Sheldon is adorable! I mean, he’s bloody high maintenance, but adorable in a man-child way.
/agree with Dorkness on laughtracks - I can’t believe these are still a thing. They’re like training wheels on bikes, we shouldn’t be using them in supposedly adult comedies. They’re condescending, presumptuous and distract me from actually laughing. Maybe there was a point when it was an actual studio audience laughing, but canned laughter? Fuck off.
It is also a bit unfair to just remove laugh track and show the action without it. The show is designed around audience laughter. If there was no laugh track, the writing/acting/rhythm would be different.
Both, I think. They may sweeten the laughter a bit, or delay it, but according to people who have been at tapings it’s pretty much the studio audience laughing.
TBBT is taped in front of a live studio audience. The audio mix has the audience track too loud, but it is an audience. You can even see the actors waiting for the laughs to die down to deliver their next zinger. The show is more a televised play than a short movie.

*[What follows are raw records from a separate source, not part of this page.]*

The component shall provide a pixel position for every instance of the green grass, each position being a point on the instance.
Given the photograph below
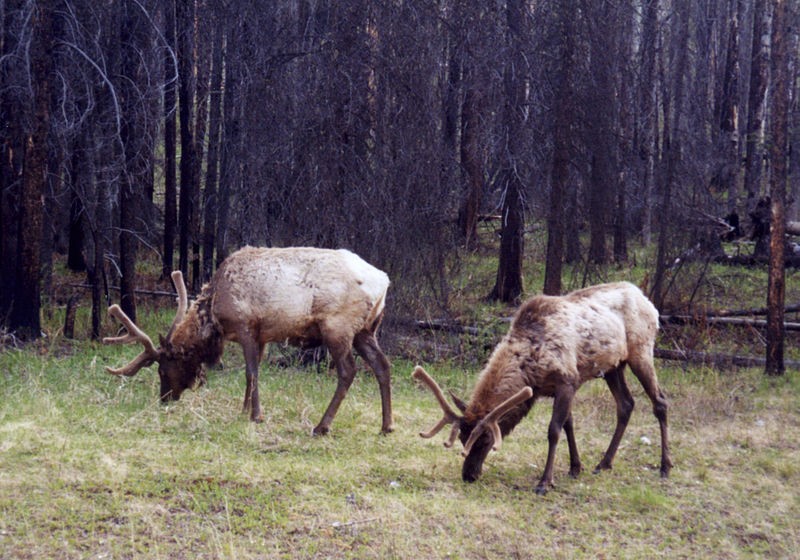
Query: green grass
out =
(92, 466)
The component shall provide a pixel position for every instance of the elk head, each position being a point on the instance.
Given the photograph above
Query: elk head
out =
(478, 435)
(176, 371)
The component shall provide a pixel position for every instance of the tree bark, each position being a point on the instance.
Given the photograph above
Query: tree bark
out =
(779, 149)
(673, 108)
(185, 34)
(508, 285)
(212, 166)
(562, 151)
(647, 118)
(24, 318)
(170, 148)
(759, 61)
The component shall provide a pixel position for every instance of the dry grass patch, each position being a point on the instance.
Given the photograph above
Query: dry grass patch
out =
(94, 467)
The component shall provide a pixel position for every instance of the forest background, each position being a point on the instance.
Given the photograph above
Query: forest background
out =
(174, 132)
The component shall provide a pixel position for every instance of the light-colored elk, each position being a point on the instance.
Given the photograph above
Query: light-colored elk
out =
(303, 296)
(554, 345)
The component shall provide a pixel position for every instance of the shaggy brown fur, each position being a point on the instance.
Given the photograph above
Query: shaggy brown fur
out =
(304, 296)
(554, 345)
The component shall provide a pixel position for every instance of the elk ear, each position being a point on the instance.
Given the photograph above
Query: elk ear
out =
(461, 405)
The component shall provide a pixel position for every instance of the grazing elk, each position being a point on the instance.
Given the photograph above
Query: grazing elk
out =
(554, 345)
(303, 296)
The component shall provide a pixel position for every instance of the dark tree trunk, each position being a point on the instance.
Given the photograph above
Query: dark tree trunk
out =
(603, 28)
(562, 151)
(728, 115)
(170, 149)
(11, 150)
(673, 107)
(231, 139)
(759, 59)
(508, 286)
(647, 119)
(779, 126)
(131, 136)
(471, 163)
(75, 261)
(25, 319)
(210, 192)
(185, 33)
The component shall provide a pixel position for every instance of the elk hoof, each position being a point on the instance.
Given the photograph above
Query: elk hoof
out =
(601, 467)
(321, 431)
(541, 489)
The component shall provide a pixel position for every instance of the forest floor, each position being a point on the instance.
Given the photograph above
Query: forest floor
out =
(92, 466)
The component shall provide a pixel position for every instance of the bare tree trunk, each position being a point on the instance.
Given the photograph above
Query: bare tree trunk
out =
(231, 139)
(471, 162)
(11, 160)
(603, 29)
(672, 148)
(212, 176)
(131, 137)
(759, 59)
(779, 127)
(170, 149)
(647, 119)
(729, 113)
(185, 16)
(562, 152)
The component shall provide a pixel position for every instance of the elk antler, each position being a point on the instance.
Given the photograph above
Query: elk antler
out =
(183, 300)
(489, 422)
(134, 334)
(450, 416)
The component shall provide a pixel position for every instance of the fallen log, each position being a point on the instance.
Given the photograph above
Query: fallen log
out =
(711, 320)
(747, 312)
(154, 293)
(446, 326)
(718, 361)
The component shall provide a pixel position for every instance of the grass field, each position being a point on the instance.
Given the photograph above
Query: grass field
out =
(92, 466)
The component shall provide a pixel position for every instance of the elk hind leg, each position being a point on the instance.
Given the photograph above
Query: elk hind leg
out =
(645, 371)
(367, 346)
(346, 371)
(615, 379)
(574, 456)
(252, 357)
(562, 406)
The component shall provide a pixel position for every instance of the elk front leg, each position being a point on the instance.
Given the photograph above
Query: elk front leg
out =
(562, 406)
(252, 358)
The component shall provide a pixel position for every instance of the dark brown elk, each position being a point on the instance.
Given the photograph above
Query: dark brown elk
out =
(303, 296)
(554, 345)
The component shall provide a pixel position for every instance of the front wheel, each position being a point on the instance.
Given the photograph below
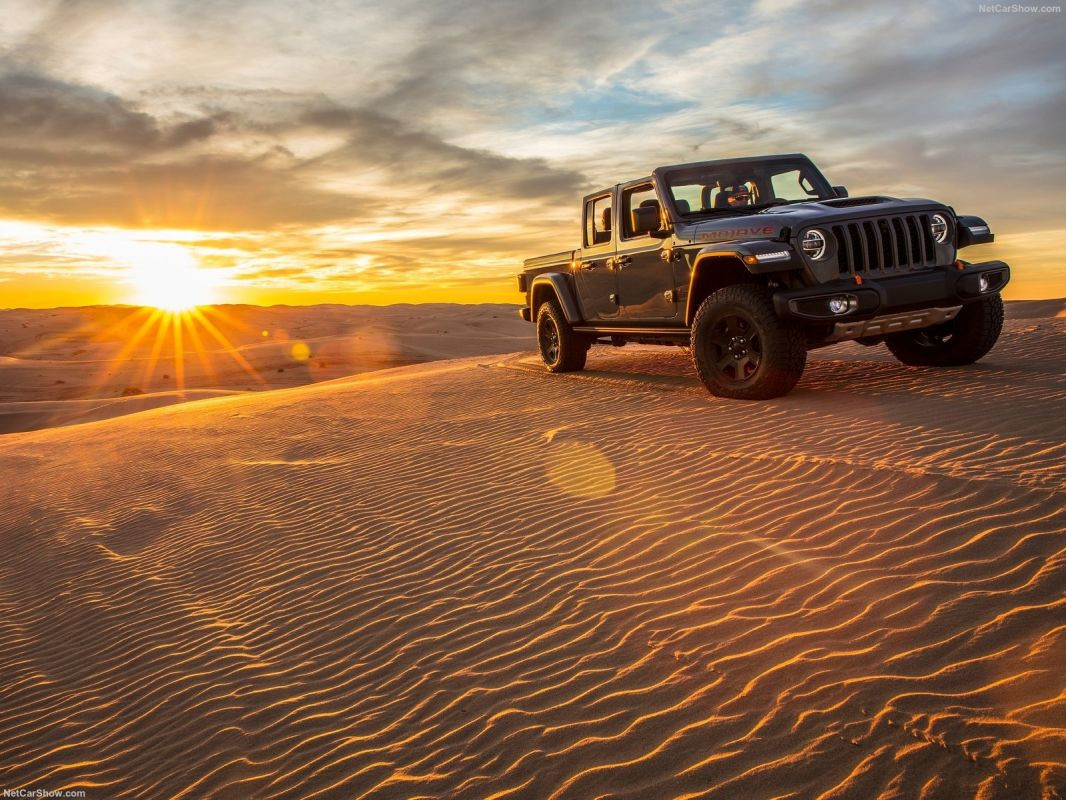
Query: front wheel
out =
(561, 348)
(953, 344)
(742, 349)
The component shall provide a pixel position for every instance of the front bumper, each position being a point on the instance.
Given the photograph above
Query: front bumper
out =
(939, 287)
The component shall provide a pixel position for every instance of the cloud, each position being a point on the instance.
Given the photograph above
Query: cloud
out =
(356, 144)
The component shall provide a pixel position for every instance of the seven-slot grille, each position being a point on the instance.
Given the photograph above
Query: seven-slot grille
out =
(884, 243)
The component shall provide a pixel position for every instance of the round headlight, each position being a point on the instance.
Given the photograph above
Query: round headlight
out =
(938, 226)
(813, 244)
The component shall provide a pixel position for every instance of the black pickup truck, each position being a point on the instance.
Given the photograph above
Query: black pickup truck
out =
(754, 261)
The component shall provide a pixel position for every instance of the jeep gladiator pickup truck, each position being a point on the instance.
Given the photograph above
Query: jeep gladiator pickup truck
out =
(752, 262)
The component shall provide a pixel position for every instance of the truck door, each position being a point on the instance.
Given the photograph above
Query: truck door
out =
(646, 289)
(594, 272)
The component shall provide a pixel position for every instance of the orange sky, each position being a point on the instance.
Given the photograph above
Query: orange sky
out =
(259, 146)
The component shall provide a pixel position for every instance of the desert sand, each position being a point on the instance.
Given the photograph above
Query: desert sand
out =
(125, 358)
(473, 579)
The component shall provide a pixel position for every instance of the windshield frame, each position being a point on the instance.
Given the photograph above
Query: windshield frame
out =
(666, 178)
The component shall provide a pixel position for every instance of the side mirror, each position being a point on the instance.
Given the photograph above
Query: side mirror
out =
(646, 220)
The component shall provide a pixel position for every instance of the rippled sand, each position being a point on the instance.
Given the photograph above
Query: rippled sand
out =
(473, 579)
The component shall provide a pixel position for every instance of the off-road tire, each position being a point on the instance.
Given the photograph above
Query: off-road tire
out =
(956, 342)
(740, 319)
(562, 349)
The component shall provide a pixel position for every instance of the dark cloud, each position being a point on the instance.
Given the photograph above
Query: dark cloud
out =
(83, 156)
(44, 111)
(421, 159)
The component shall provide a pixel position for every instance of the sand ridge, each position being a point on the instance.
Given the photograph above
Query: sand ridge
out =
(472, 579)
(60, 357)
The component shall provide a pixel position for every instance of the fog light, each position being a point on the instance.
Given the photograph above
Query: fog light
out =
(840, 304)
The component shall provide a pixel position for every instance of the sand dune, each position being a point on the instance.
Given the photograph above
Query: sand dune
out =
(59, 357)
(472, 579)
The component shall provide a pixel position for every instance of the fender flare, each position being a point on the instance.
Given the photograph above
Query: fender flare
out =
(759, 257)
(558, 284)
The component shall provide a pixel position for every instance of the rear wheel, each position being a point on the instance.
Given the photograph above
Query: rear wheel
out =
(953, 344)
(561, 348)
(742, 349)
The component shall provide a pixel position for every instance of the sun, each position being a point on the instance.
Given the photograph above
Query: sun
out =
(166, 276)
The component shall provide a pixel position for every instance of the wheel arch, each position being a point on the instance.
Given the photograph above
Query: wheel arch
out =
(553, 285)
(713, 271)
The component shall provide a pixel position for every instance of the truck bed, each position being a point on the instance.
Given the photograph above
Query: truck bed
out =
(549, 260)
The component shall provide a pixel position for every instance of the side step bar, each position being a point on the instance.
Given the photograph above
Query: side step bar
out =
(682, 332)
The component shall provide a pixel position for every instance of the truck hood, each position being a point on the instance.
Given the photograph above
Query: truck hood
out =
(770, 223)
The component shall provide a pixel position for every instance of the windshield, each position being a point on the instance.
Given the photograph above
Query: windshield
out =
(743, 186)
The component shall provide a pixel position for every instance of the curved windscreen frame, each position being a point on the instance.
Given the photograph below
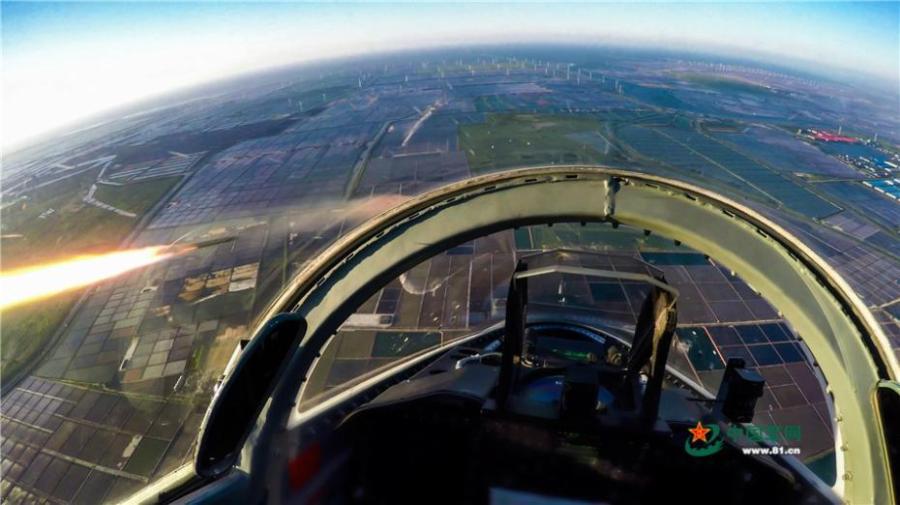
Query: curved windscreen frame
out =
(848, 344)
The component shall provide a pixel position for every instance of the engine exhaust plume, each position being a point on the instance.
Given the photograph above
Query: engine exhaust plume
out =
(33, 283)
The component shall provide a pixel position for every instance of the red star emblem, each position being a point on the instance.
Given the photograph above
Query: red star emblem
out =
(699, 432)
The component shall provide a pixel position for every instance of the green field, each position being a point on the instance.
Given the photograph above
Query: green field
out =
(515, 140)
(72, 228)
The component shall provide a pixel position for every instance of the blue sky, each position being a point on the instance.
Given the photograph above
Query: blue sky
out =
(65, 61)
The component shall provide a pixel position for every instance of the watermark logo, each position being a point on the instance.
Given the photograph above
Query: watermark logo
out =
(706, 440)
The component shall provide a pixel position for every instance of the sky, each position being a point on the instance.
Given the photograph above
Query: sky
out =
(63, 62)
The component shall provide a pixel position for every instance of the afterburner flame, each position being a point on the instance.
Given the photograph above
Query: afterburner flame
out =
(32, 283)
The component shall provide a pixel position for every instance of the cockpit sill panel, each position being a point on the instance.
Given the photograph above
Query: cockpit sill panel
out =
(848, 344)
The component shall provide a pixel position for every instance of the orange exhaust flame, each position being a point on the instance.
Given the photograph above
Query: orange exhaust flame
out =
(33, 283)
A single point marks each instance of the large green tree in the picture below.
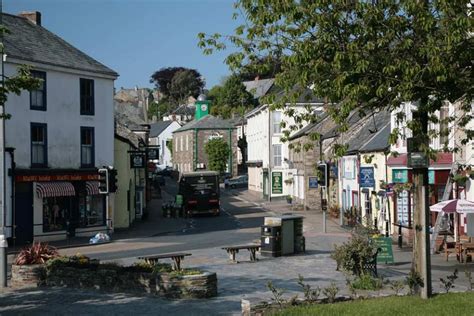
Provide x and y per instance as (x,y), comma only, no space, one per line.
(231,97)
(218,152)
(178,83)
(366,56)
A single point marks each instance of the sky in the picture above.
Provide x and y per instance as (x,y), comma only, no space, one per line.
(137,37)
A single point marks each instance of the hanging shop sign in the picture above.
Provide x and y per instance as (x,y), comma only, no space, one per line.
(400,176)
(277,185)
(313,182)
(137,159)
(366,177)
(153,152)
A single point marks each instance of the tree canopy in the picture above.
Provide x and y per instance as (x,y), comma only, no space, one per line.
(218,152)
(364,56)
(178,83)
(231,97)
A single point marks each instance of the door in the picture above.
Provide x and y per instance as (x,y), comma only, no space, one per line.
(23,217)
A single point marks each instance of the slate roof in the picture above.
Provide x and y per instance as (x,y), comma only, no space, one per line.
(207,122)
(371,127)
(259,88)
(30,42)
(126,134)
(379,142)
(158,128)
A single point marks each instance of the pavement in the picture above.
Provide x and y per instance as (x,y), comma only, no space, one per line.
(245,280)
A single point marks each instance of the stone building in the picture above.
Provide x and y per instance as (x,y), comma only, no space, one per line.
(189,142)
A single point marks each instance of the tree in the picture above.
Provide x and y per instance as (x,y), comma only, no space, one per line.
(183,85)
(163,79)
(218,152)
(231,97)
(366,56)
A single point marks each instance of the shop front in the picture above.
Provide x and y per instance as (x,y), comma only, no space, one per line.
(62,206)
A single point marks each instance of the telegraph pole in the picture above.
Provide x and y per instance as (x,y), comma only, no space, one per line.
(3,243)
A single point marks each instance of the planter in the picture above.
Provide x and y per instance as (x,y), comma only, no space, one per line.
(27,275)
(187,286)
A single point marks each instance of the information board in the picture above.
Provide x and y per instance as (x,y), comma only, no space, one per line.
(277,185)
(385,254)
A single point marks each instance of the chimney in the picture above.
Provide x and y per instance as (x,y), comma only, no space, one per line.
(33,16)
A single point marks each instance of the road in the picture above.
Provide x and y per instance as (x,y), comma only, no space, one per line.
(239,222)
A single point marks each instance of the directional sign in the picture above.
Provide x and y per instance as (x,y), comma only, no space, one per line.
(366,177)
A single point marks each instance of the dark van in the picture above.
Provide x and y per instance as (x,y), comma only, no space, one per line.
(200,192)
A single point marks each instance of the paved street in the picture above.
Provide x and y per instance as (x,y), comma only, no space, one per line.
(203,237)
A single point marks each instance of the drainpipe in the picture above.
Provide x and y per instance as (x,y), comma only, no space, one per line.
(11,151)
(195,160)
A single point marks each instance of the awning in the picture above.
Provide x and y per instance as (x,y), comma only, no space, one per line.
(50,189)
(92,187)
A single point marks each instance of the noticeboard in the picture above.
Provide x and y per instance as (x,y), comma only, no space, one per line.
(313,182)
(366,177)
(385,254)
(277,185)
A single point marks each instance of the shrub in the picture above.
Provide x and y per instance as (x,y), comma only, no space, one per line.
(353,255)
(37,253)
(366,282)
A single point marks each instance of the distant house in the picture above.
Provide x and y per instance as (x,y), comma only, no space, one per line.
(161,133)
(58,136)
(183,114)
(189,142)
(269,168)
(129,199)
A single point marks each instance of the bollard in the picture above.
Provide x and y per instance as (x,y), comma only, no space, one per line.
(3,261)
(400,237)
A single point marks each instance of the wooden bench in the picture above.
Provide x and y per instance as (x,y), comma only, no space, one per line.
(176,257)
(232,250)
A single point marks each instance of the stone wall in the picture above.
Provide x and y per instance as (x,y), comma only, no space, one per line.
(117,279)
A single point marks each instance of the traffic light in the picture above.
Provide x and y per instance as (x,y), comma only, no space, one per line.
(103,181)
(323,177)
(112,180)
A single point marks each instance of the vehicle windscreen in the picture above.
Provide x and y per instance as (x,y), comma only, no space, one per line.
(199,185)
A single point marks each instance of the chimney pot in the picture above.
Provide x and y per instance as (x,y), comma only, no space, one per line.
(33,16)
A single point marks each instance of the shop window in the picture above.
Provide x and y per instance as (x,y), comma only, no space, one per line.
(38,96)
(87,96)
(91,210)
(56,210)
(277,155)
(39,145)
(87,146)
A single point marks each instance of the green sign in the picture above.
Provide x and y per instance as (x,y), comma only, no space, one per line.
(385,254)
(431,177)
(179,199)
(277,185)
(399,176)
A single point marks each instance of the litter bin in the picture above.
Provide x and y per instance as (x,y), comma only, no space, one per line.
(271,241)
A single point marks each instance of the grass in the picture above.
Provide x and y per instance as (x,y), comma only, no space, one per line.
(442,304)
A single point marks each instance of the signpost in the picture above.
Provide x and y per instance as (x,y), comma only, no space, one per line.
(385,254)
(313,182)
(277,185)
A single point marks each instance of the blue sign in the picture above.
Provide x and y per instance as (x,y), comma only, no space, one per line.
(366,177)
(313,182)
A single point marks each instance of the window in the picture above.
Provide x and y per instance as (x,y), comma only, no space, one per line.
(276,122)
(39,152)
(92,210)
(277,155)
(87,146)
(38,96)
(87,96)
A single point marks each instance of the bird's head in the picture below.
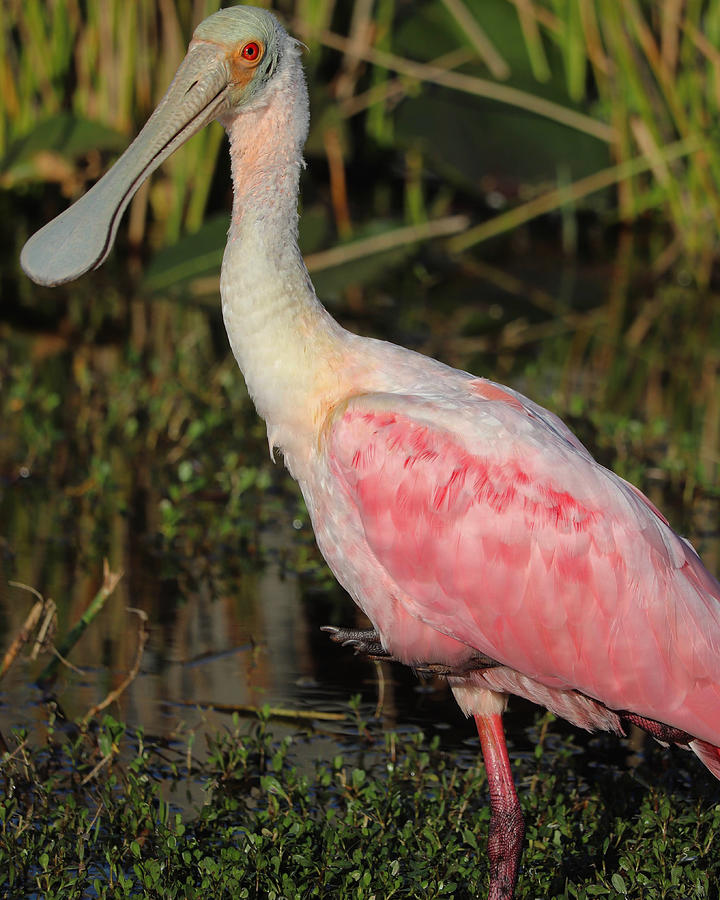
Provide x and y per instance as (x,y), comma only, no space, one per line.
(230,63)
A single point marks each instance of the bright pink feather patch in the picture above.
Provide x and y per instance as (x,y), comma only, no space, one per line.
(525,549)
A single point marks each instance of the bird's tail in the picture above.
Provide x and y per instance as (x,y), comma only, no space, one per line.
(708,754)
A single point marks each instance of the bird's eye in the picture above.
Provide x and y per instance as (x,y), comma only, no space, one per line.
(252,51)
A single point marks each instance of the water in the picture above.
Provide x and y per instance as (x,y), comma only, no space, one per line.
(133,440)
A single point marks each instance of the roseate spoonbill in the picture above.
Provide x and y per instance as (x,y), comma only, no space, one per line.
(476,532)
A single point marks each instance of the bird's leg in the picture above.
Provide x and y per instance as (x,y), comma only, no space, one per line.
(507,826)
(368,641)
(361,640)
(665,734)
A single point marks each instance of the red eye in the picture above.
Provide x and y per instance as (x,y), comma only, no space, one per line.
(251,51)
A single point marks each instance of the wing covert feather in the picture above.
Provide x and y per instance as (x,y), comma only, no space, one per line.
(505,535)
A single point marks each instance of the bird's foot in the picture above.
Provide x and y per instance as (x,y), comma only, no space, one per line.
(367,641)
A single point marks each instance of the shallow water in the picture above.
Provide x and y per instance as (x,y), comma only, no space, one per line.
(236,596)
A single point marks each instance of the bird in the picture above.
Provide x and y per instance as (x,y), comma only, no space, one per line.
(476,532)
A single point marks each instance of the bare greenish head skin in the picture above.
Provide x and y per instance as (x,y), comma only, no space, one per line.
(231,60)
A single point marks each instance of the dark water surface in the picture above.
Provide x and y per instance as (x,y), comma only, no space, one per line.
(234,591)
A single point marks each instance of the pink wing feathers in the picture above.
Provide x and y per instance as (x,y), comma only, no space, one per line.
(501,531)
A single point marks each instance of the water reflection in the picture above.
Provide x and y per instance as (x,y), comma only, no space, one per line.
(132,439)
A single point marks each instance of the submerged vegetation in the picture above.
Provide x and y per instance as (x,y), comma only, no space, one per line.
(399,818)
(529,190)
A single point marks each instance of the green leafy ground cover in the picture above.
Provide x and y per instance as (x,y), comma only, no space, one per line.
(85,814)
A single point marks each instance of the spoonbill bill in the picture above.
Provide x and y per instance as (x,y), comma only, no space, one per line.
(472,527)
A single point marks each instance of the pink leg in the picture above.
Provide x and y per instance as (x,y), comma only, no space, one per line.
(507,827)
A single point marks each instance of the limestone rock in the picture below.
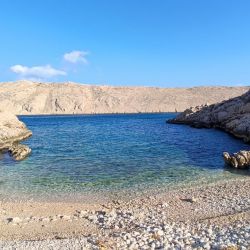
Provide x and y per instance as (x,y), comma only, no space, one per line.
(238,160)
(27,97)
(12,131)
(232,116)
(19,152)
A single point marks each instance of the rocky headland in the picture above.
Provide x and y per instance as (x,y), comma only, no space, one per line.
(30,98)
(232,116)
(12,131)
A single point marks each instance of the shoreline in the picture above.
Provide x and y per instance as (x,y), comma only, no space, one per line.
(218,204)
(107,194)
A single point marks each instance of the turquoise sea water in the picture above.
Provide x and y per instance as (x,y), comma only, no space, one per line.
(109,153)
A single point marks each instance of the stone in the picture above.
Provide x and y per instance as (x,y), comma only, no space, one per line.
(232,116)
(19,152)
(12,131)
(240,159)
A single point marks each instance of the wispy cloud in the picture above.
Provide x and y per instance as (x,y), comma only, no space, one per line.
(39,72)
(76,56)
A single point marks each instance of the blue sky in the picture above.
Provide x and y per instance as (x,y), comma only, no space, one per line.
(165,43)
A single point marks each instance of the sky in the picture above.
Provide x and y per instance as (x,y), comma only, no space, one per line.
(164,43)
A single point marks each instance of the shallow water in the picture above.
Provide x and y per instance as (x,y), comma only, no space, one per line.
(112,153)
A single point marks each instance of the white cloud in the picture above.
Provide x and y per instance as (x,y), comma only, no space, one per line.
(76,56)
(42,72)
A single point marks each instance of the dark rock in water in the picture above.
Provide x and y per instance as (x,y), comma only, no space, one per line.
(19,152)
(232,116)
(238,160)
(12,131)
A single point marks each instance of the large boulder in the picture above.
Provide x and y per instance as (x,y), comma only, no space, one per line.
(12,131)
(240,159)
(232,116)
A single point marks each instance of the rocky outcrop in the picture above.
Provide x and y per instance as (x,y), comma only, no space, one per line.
(12,131)
(238,160)
(232,115)
(26,97)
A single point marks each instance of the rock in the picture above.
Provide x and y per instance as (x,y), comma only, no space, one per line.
(19,152)
(12,131)
(232,116)
(238,160)
(27,97)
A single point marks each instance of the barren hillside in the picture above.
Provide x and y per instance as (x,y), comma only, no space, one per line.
(26,97)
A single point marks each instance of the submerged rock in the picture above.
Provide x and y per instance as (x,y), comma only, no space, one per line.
(12,131)
(232,116)
(240,159)
(19,152)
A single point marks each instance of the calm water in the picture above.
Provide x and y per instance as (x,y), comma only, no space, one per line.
(110,153)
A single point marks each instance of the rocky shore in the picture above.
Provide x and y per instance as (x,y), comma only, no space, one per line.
(215,216)
(32,98)
(232,116)
(12,131)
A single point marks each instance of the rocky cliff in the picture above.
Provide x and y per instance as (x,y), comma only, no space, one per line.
(232,116)
(26,97)
(12,131)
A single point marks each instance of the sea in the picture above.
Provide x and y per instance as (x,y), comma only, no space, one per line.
(79,156)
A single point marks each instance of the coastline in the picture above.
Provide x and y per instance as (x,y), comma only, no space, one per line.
(219,204)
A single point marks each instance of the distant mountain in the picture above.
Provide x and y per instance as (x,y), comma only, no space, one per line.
(26,97)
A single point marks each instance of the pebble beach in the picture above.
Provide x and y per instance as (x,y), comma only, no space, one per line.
(214,216)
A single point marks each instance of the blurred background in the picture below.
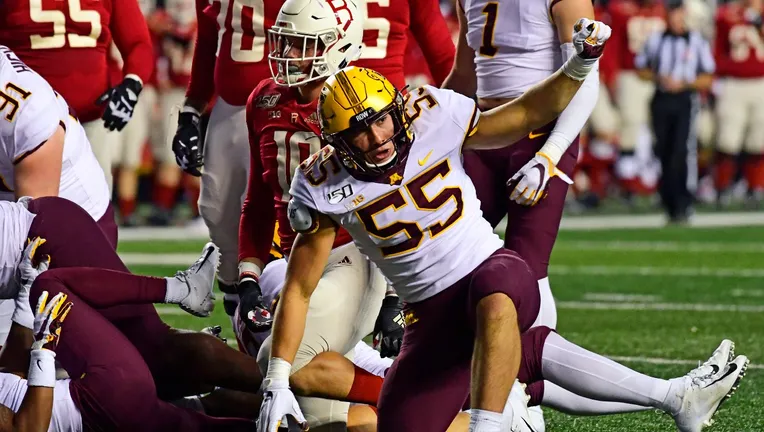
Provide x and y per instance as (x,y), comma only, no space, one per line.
(617,170)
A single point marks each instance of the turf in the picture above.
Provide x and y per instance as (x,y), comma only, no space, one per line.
(594,273)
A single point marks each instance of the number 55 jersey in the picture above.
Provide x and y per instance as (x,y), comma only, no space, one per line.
(421,223)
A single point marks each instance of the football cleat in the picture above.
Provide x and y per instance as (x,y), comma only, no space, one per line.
(703,394)
(200,280)
(724,354)
(518,403)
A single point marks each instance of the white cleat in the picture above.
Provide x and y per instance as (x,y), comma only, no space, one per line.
(703,394)
(200,280)
(518,403)
(724,354)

I’m usually laughing too much to notice it, really, but I can understand the complaint from people more used to single-camera comedies that use canned music to tell the audience when to laugh.
Because of the hit-and-miss nature of comedy, laughter from an unprompted studio audience during taping is generally supplemented with stock audio when used as a TV laugh track.
Regardless of the true source, it still sounds like a laugh track, so the effect is the same. And yes, I’m a fan of the show, but that’s despite the laughs, not because of them.
It well might be. Again, this isn’t an intrinsic fault in the show. This is something that makes me twitch. It may be worse with BBT because I thought the jokes were so lame, and every time I heard the laughter I thought, “Gee, thanks for telling me I was supposed to laugh there, but no thanks.” But even under the best of circumstances I just don’t like laugh tracks.